In particular it should just work that way as PyD should deal with runtime initialization and the like.

https://github.com/DlangScience/PydMagic
https://github.com/DlangScience/PydMagic/blob/master/examples/test.ipynb
https://github.com/John-Colvin/ppyd





September 20, 2015
On Saturday, 19 September 2015 at 10:45:22 UTC, Russel Winder wrote:
> Calling D from Python. I have two functions in D, compiled to a shared object on Linux using LDC (but I get same problem using DMD).
>
> The sequential code:
>
>     extern(C)
>     double sequential(const int n, const double delta) {
>       Runtime.initialize();
>       const pi = 4.0 * delta * reduce!(
>             (double t, int i){ immutable x = (i - 0.5) * delta; return t + 1.0 / (1.0 + x * x); })(
>             0.0, iota(1, n + 1));
>       Runtime.terminate();
>       return pi;
>     }
>
> works entirely fine. However the "parallel" code:
>
>     extern(C)
>     double parallel(const int n, const double delta) {
>       Runtime.initialize();
>       const pi = 4.0 * delta * taskPool.reduce!"a + b"(
>           map!((int i){ immutable x = (i - 0.5) * delta; return 1.0 / (1.0 + x * x); })(iota(1, n + 1)));
>       Runtime.terminate();
>       return pi;
>     }
>
> causes an immediate segfault (with LDC and DMD.  I am assuming that the problem is the lack of initialization of the std.parallelism module and hence the use of taskPool is causing a problem.

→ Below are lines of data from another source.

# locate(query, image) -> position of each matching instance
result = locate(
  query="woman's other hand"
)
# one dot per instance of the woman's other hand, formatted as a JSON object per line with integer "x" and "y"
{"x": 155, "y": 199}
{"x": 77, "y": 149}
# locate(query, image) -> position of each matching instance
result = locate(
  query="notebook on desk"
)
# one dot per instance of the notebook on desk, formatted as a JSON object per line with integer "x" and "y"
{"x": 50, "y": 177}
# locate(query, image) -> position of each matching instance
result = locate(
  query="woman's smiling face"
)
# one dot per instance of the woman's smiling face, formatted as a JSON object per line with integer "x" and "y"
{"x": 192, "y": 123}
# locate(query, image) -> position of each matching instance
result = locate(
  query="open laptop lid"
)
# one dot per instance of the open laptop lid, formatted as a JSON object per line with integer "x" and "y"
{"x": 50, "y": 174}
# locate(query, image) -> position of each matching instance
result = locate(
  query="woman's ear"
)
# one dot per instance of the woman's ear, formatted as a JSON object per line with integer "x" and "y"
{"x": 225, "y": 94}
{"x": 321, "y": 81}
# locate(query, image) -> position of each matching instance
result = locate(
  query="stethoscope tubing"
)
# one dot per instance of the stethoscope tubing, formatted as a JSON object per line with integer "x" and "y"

I am betting I am missing something very simple about module initialization, and that this is not actually a bug.
>
> Anyone any proposals?


Isn't it simply that when doing some work asynchronously, as with task pool, work is being done in other threads than the main. All the while, you're killing the Runtime. The fact that when removing  Runtime.terminate makes the code work might support that explanation.